Pump operator listens closely

Trusted pump operator listens closely

Posted by Shanna Crigger on Mar 6, 2017

REDWOOD CITY – Martin Hernandez fixates on his teammate 100 feet away, the one holding the end of a hose gushing wet concrete inside a giant hole slated to become an underground parking garage in downtown Redwood City.

Martin cradles a remote control in both hands to steer the 175-foot (58 meter) robotic arm connected to a hose that discharges concrete from a 500-horsepower machine behind him.

His eyes never leave the teammate.

As one of Conco Pumping’s top boom pump operators, Martin is successful because he employees an acute sense of his surroundings while ensuring high volumes of concrete are safely and accurately placed on the job.

While his primary focus is the team member holding the pressure-filled hose, Martin needs to listen to the machine closely and everything around him.

He hears the cacophony of ready-mix trucks pulling up to the site, concrete moving from the truck chute to the hopper, the hopper feeding the pump and most importantly, the moment the hopper is about empty.

That’s when there’s a subtle click that indicates the hose will soon run out of concrete and the pump must be shut down until more is loaded.

“I could hurt or even kill my guy if I’m not careful and paying close attention,” Martin, 49, said. “I listen all the time.”

Martin has masterfully handled a concrete boom pump for 29 years, including more than 12 years at Conco.

Over the years he’s acquired the skills that make him a trusted operator, someone who can safely manage one of the biggest pumps in the concrete industry and deliver clients high quality projects such as massive commercial building foundations and basements common around the San Francisco Bay Area.

“You don’t send out a 58-meter pump with just anyone. Martin has a lot of responsibility with that machine,” Conco Pumping Vice President of Marketing Gary Brandt said. “Martin has proven to have crafted all of the skills that make him one of our top operators. It takes a long time to get there, it doesn’t just happen overnight.”

What Martin, a Newark resident, loves most about the construction industry is the ability to work hard and live what he considers the American dream.
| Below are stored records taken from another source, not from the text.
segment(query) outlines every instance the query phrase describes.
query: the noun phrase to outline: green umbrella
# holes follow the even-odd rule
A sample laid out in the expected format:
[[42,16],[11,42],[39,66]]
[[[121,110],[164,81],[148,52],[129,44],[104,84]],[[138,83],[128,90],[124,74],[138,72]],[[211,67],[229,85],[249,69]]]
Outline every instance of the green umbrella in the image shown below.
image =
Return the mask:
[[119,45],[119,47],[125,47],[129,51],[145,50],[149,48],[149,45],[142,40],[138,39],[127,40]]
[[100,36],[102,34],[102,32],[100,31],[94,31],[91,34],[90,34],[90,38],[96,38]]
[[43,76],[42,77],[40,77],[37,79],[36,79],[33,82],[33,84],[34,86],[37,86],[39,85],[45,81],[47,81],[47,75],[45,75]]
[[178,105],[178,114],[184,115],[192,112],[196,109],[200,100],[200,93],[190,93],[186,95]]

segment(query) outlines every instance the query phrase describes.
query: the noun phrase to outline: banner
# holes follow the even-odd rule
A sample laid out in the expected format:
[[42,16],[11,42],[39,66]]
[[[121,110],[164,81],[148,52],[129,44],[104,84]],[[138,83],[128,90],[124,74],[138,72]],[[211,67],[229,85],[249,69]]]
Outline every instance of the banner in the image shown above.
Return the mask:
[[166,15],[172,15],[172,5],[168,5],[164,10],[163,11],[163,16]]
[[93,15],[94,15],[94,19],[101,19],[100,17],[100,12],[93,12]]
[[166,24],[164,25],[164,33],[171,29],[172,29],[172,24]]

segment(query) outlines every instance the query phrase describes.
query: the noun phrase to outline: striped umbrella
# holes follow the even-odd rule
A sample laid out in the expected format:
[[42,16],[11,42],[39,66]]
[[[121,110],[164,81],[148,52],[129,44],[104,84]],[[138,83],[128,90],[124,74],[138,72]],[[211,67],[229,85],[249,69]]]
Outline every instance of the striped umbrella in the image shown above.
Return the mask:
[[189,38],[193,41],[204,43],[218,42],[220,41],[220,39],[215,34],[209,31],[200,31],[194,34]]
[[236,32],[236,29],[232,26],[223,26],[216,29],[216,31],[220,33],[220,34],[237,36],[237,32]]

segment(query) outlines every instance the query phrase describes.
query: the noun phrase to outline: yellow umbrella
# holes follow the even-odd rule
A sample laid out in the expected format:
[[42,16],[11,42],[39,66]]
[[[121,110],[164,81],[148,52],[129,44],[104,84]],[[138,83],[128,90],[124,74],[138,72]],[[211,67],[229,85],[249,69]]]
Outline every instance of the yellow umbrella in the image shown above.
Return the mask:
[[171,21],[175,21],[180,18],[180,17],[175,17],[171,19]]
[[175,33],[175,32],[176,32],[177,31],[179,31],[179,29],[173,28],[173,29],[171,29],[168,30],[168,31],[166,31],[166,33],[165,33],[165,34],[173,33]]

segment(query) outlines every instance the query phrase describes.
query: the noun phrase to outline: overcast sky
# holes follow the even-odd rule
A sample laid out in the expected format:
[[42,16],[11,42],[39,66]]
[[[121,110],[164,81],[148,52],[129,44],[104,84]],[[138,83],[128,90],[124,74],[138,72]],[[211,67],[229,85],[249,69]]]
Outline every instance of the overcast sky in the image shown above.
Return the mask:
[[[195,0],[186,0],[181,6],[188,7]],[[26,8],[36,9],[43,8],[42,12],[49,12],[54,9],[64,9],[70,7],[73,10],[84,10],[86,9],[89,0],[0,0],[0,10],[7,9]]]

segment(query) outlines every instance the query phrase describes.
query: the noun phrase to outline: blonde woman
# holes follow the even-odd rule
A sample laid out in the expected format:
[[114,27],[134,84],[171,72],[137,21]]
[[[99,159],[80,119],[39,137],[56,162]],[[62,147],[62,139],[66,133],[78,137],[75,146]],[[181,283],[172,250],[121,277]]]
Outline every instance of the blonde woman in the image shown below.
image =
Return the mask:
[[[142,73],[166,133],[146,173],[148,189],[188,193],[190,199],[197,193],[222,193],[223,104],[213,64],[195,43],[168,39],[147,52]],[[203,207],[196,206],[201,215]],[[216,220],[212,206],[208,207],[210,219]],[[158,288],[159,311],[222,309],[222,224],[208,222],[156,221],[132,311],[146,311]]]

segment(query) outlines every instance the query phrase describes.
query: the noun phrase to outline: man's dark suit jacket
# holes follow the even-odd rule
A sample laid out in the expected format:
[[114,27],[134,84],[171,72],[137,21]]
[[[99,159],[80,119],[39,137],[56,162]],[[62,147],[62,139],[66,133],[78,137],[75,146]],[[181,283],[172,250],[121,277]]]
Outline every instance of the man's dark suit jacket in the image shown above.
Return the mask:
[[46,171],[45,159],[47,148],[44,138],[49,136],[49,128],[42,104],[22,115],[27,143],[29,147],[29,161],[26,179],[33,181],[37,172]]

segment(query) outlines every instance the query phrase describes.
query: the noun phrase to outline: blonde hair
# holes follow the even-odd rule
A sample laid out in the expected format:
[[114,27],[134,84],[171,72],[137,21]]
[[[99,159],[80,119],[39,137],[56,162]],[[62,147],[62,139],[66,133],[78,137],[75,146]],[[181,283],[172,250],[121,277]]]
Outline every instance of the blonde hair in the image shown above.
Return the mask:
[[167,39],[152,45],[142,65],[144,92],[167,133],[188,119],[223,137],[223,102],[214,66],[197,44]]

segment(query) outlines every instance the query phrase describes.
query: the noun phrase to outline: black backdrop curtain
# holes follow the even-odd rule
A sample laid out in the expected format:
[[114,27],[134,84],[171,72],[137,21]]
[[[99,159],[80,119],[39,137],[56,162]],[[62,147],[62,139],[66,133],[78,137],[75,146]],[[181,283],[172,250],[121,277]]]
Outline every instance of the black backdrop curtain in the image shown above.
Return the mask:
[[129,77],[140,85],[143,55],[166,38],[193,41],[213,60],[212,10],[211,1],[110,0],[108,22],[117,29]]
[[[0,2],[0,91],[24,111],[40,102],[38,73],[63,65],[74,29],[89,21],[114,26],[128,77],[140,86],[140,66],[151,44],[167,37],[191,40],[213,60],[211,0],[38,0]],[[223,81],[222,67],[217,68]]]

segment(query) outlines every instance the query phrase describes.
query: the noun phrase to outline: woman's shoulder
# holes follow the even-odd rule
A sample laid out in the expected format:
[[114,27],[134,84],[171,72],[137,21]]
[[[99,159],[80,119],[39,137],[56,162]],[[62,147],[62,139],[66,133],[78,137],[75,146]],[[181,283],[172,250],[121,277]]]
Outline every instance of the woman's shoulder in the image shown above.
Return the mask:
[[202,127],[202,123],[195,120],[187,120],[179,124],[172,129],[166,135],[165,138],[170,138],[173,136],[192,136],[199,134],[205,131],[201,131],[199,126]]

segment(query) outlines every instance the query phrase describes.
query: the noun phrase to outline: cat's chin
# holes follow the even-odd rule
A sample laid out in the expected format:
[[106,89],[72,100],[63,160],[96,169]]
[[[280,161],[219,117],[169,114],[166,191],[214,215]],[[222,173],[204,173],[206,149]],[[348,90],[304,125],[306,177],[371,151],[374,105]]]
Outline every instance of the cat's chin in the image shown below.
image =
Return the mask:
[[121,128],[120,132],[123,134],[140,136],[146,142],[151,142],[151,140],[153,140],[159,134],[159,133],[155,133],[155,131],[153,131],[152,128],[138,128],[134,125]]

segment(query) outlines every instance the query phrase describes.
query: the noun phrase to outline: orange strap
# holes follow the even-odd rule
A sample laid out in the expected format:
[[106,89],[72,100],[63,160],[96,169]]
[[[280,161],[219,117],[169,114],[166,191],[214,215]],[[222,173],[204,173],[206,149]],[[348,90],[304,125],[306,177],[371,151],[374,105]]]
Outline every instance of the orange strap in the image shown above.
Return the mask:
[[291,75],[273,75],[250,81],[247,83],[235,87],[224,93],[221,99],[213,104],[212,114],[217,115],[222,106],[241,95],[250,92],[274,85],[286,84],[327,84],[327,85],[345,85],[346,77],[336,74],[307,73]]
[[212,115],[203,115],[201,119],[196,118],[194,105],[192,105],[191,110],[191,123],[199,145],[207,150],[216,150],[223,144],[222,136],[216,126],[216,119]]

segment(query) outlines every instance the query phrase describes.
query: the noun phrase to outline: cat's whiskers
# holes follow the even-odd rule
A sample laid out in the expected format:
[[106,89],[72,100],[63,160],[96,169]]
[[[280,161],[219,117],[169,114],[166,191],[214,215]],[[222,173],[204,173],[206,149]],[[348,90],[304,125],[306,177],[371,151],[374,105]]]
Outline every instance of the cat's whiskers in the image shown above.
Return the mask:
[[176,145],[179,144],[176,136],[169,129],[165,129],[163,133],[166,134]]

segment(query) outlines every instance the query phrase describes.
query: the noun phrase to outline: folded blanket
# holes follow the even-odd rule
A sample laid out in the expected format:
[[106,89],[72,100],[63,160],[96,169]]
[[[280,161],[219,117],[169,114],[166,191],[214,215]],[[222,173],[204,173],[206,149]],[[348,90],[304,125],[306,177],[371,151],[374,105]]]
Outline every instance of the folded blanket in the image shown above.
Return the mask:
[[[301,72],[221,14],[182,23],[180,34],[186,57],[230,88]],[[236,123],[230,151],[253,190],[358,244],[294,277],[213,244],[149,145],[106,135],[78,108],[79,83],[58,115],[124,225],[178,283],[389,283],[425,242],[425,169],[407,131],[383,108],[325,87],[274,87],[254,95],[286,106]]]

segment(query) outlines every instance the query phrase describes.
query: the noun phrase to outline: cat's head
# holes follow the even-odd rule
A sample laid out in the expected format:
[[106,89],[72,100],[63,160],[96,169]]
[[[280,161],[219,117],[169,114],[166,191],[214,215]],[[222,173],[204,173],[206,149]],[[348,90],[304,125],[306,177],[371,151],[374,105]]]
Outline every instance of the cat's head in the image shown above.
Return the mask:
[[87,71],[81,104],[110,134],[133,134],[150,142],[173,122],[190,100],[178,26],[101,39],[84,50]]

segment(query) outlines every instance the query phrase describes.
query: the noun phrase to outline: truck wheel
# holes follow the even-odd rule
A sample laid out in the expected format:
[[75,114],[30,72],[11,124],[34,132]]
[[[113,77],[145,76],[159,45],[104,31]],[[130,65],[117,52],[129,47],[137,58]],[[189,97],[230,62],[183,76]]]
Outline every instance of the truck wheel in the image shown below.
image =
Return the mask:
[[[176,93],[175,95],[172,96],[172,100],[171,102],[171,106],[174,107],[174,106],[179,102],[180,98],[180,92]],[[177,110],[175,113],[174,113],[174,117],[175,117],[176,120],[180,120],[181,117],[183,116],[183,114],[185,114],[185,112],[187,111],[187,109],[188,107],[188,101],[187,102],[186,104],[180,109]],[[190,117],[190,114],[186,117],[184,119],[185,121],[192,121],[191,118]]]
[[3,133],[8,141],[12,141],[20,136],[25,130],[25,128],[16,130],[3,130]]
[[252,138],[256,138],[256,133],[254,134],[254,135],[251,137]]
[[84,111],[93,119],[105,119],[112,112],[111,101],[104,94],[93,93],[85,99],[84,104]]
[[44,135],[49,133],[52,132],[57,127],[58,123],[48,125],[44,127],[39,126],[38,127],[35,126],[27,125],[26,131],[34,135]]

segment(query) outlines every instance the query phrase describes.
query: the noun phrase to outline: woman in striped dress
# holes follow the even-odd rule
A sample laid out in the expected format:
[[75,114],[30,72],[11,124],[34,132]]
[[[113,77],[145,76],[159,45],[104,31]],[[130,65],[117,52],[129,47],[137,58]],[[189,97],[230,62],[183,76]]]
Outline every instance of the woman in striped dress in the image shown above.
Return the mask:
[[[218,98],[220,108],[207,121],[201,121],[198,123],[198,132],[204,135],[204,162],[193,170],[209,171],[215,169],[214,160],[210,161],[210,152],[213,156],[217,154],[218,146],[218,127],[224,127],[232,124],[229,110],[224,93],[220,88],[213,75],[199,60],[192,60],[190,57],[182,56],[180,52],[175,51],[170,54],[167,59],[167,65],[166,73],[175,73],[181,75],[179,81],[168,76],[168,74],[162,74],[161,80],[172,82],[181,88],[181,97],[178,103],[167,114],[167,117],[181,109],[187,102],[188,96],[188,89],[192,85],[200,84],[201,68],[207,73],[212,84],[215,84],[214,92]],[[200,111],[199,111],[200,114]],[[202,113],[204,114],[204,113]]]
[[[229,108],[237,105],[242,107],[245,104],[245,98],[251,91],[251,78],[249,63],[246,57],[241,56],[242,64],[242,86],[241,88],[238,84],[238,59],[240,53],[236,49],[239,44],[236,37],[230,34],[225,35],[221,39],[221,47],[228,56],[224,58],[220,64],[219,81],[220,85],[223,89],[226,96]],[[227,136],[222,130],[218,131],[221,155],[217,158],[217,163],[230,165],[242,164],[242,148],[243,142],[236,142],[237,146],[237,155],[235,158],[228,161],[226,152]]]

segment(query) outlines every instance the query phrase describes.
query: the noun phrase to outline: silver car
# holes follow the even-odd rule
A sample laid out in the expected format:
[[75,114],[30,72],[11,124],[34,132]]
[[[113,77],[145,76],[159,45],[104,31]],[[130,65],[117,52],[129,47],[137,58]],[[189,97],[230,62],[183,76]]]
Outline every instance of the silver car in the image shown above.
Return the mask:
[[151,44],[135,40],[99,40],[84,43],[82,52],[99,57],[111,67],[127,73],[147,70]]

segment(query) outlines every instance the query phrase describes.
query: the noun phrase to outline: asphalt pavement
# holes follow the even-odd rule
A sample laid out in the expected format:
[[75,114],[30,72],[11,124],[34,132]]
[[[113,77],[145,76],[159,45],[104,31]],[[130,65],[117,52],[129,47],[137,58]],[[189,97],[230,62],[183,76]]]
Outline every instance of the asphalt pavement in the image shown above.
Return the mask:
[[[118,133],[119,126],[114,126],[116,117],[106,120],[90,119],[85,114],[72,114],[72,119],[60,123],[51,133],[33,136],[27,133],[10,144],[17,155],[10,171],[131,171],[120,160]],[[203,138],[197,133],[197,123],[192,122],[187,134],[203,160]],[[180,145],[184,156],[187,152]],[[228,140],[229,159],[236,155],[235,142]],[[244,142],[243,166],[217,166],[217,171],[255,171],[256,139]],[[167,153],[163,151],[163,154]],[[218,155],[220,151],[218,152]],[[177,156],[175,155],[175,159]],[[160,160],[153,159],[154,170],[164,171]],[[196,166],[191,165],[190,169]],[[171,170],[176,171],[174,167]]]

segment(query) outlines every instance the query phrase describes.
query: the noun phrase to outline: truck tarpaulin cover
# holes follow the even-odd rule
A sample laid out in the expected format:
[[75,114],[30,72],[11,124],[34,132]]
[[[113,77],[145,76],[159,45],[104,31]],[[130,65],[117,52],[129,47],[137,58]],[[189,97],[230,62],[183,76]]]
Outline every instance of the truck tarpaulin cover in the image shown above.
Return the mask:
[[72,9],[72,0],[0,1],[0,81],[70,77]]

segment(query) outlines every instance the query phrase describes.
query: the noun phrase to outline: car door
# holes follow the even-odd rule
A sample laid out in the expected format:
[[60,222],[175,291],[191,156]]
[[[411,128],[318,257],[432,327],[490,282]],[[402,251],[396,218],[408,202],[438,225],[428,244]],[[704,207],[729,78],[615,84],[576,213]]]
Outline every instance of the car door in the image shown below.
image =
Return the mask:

At age 17, frustrated with a lackluster economy and few career options, Martin joined his uncle in moving from Guanajuato, Mexico to California.

At the time Martin didn’t speak any English, although he would become fluent in time.

But he knew how to work, so he went straight to the union hall, ready to take any laborer job that came available.

“This country can give you whatever you want, but you’ve got to work,” he said.

A couple of years later, one of Martin’s boss’s handed him the controls to a boom pump, and he never let go.

“I just loved the pump the first time I saw it,” said Martin, member of Local 3.

There was one blow that took him out of the loop for a bit.

In 2011, a small protrusion from Martin’s neck was diagnosed as non-Hodgkin’s lymphoma.

He battled the cancer with chemotherapy and 13 rounds of radiation, and now doctors say he’s cancer-free.

The eight months he had to take off from work gave Martin a renewed appreciation for life in general, especially work.

“Cancer’s not nice, it’s not fun,” he said. “I know other guys with cancer, and I tell them ‘Don’t give up. Go forward’.”